Still, there are at least two reasons now to remake the lopsided global economy, other economists said. China’s reliance on exports to fuel its recovery from a real estate bubble threatens to flood other markets with low-cost goods, costing workers in those countries their jobs.
Both the Biden and Trump administrations have warned of a second “China shock” akin to the emergence of Chinese manufacturing power in the early 2000s. With the U.S. imposing new tariffs, Chinese goods are being diverted to other markets. In the past year, the European Union, India and Canada have responded with their own new taxes on Chinese imports.
China’s trading partners are unlikely to tolerate an indefinite increase in that nation’s dominance of global markets.
Equally unsustainable is the outlook for the U.S. government’s finances.
The U.S. budget deficit last year hit 6.4 percent of total output – unusually high given that the economy was operating at or near full employment. CBO expects the deficit to hover around 6 percent for the next decade, evidence that import-hungry Americans will continue living beyond their means.
Just since the pandemic, Washington has added nearly $12 trillion to the national debt, as much as all government borrowing between 1790 and 2012.
The conflict between Trump’s tax and trade policies mirrors what occurred during his first term. After passage of his 2017 tax cut, the budget deficit as a percentage of GDP widened from 3.1 percent in 2016 to 4.6 percent in 2019. The trade deficit also increased for the two years following the bill’s passage, before the pandemic upended the economy.
“There is a disconnect, an incoherence between the stated desire of the administration to reduce and resolve global imbalances and what it’s proposing to do with fiscal policy. The macroeconomic policies and trade policies are rowing in different directions,” said Richard Samans, a nonresident senior fellow at the Brookings Institution.
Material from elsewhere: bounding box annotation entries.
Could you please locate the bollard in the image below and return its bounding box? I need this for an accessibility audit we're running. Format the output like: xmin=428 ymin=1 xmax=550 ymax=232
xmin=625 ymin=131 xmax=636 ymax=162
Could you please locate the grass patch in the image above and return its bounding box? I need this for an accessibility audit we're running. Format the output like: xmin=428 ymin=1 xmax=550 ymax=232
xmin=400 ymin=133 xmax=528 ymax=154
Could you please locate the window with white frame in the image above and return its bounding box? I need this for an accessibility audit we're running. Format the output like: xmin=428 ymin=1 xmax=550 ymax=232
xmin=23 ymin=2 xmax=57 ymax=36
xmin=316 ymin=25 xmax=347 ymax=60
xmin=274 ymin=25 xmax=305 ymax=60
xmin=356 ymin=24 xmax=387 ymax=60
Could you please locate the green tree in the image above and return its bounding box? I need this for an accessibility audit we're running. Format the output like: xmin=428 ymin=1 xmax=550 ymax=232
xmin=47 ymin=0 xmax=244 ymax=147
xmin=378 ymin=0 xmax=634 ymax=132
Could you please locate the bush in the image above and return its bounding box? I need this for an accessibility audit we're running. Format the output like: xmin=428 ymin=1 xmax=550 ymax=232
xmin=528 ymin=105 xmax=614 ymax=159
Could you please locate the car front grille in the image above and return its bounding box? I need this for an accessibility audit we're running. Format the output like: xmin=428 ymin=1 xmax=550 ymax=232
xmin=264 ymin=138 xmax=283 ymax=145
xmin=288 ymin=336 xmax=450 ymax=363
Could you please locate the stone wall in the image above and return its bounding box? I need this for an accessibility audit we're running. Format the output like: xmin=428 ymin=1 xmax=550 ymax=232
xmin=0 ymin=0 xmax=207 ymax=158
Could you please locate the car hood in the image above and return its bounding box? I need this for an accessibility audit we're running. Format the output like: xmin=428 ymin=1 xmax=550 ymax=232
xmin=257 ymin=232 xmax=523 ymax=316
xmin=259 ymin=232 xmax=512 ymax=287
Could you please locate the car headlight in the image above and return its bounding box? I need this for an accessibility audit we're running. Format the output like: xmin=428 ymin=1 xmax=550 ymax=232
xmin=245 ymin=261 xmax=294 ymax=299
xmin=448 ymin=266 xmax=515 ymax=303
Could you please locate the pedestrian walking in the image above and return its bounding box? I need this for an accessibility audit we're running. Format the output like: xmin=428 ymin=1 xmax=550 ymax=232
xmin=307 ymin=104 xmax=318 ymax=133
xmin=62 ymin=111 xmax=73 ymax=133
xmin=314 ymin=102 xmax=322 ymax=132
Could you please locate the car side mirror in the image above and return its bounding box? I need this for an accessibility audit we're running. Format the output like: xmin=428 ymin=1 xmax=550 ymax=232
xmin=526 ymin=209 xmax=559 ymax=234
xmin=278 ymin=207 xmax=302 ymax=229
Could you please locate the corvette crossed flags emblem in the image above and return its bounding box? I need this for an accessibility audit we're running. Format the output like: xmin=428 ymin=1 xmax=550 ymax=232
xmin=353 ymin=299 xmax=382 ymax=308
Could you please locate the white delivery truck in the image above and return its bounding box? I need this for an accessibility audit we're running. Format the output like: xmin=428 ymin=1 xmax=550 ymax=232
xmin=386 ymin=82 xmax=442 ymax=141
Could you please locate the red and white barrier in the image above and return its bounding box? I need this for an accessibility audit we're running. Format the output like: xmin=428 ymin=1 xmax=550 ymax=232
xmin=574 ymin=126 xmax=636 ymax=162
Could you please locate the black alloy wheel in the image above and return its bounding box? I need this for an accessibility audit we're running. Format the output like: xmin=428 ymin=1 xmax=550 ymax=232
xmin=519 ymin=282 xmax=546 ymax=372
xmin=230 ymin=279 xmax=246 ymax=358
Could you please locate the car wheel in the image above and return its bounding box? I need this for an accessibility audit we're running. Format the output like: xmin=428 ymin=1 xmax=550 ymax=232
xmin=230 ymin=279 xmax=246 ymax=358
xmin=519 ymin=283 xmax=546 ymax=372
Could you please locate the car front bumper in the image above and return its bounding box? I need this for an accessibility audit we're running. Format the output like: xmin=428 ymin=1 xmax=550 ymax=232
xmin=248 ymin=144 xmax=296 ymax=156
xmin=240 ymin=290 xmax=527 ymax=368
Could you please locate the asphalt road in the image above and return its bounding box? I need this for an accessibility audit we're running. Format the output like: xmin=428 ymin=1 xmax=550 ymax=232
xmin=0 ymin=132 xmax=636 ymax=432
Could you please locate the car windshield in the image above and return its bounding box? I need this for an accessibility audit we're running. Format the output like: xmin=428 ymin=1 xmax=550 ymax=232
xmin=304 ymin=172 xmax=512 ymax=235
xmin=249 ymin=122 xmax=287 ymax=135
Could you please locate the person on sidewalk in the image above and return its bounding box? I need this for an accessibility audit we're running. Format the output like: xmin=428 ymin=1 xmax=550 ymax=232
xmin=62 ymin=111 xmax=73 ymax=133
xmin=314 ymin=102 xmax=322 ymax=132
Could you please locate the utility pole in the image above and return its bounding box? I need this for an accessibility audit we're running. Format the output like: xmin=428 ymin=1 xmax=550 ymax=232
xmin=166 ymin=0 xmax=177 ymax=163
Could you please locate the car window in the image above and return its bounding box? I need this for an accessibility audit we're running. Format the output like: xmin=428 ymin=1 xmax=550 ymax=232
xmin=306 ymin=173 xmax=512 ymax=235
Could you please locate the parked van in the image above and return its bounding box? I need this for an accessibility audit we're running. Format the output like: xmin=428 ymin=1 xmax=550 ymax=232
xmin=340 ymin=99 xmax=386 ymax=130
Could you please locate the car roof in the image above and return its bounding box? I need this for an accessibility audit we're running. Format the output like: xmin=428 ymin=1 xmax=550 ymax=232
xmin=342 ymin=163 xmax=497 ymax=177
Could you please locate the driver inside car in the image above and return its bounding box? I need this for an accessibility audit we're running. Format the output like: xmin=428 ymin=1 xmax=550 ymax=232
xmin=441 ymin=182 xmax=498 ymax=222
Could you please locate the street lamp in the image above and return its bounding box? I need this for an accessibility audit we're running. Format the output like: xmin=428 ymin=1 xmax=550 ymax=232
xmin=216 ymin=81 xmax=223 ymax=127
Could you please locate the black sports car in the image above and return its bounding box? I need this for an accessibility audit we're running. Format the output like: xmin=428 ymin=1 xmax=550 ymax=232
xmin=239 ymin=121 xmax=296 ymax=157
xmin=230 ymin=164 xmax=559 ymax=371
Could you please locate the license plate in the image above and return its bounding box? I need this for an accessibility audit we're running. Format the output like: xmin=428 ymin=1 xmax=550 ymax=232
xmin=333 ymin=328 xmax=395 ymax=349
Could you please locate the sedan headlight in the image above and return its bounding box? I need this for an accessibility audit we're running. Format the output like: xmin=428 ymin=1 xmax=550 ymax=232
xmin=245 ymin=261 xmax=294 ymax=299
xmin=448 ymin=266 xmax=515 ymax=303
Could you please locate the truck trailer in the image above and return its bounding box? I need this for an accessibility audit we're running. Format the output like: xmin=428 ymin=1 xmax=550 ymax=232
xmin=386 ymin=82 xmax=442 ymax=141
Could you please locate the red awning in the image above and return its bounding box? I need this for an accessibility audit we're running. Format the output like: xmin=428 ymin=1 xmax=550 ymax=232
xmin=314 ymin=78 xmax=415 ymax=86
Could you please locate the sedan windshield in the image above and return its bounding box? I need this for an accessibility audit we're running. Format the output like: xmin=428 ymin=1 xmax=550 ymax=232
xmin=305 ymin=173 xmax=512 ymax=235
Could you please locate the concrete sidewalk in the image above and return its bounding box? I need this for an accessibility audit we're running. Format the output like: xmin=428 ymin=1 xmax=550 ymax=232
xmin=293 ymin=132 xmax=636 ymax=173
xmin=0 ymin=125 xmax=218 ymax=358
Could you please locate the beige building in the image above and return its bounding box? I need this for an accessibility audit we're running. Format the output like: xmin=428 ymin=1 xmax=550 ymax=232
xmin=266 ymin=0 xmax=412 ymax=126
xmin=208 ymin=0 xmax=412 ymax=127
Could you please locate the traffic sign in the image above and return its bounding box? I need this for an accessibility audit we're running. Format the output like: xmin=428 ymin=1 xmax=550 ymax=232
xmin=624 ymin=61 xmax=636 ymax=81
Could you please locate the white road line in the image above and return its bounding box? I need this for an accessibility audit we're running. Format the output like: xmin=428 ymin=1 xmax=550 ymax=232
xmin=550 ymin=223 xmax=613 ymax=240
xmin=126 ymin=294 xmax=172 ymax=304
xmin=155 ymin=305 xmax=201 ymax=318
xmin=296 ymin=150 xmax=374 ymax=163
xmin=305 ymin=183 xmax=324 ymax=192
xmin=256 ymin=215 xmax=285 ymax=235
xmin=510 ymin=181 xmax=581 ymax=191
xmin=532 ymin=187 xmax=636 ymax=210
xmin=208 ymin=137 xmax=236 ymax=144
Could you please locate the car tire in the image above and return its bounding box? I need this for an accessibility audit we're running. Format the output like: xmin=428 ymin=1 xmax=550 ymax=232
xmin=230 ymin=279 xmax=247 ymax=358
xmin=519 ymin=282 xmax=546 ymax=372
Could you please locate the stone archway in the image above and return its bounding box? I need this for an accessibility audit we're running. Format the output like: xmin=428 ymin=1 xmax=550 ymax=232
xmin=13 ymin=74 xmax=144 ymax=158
To be sure, other forces could also affect how much the budget deficit sways the trade imbalance. The expected rise in the dollar’s value, for example, could be muted if investors shy from the U.S. currency out of concern over White House policies.
Trump’s frequent remarks about replacing Federal Reserve Chair Jerome H. Powell with a supporter of lower interest rates, for example, have sparked widespread concern among global investors and may explain the dollar’s decline of more than 11 percent this year, said economist Mary Lovely of the Peterson Institute for International Economics.
“It really depends on Trump. It really is about confidence and trust in the U.S. government and in the U.S. dollar,” she said.
Even those who agree that global imbalances are a problem say the administration is using the wrong tools to address them.
The president is relying on the highest tariffs since the 1930s to shrink the trade deficit, return manufacturing jobs to the United States and spur a “blue-collar boom.”
But the trade deficit is determined by broad economic forces such as the level of national savings, not individual trade barriers, according to most mainstream economists. Tariffs on key inputs such as steel also raise costs for businesses that use industrial metals, hurting prospects for factories that employ far more workers than the mills do, said Maurice Obstfeld, an economics professor at the University of California at Berkeley.
“We’re going in exactly the wrong direction because we’re increasing the fiscal imbalance, which is already dangerous, and we’re harming the real economy through tariffs,” said Obstfeld, a former IMF chief economist.